The chapter also discusses causality orientations, primarily focusing on autonomy causality orientation. People with autonomy causality orientations needs come out of intrinsic motivation and personal interest. Next validation-seeking and growth seeking individuals are compared. Validation-seeking individuals are constantly seeking social support and approval whereas growth-seeking individuals are more focused on improving themselves. The problem of evil is also discussed in this chapter from the view of humanistic psychology. The humanistic perspective see’s evil as not inherent in humans, rather evil may appear in someone who has experience that damages them. The chapter closes with a more in depth discussion of positive psychology and the strengths that it investigates.

I wanted to look further into one of these personal strengths that is investigated by personal psychology: Optimism. I tend to be an very optimistic person, perhaps even when I shouldn’t be so I was very interested to read about all the benefits of optimism and wanted to look further into the subject. One article I found from Newsweek was quite fascinating. It discussed further the relationship mentioned in our book about the connection between better physical health and optimistic people. The article discussed a study that was done recently looking at people’s brain functioning while thinking about the future, and they found that optimistic people actually showed different brain functioning that pessimistic people did. They also discussed that the area of the brain associated with depression showed a greater difference in those with optimistic as compared to pessimistic thinking. It’s fascinating to me that this study basically shows that optimistic thinking is actually different brain functioning than pessimistic thinking is. I also found an article from Time that discusses the fact that humans in general are optimistic.
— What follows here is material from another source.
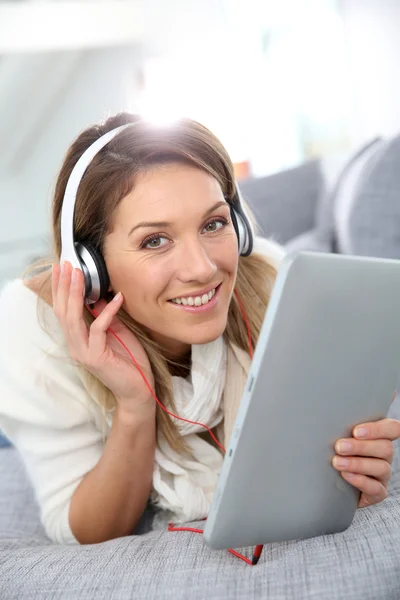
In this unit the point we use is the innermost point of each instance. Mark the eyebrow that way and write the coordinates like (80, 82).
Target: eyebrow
(167, 224)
It discussed the fact that we as humans general expect things to work out ok, or expect things to turn out better for us than it does for most people. This was interesting to me and reminded me of our discussion of personality characteristics and happiness. Back in chapter 13 it is stated that most people are happy, no matter what the life circumstance. Now reading that people are generally optimistic and expect good things it seems to support the idea that people even in bad circumstances in life would be generally happy. I know optimism has always helped me to be a happier person!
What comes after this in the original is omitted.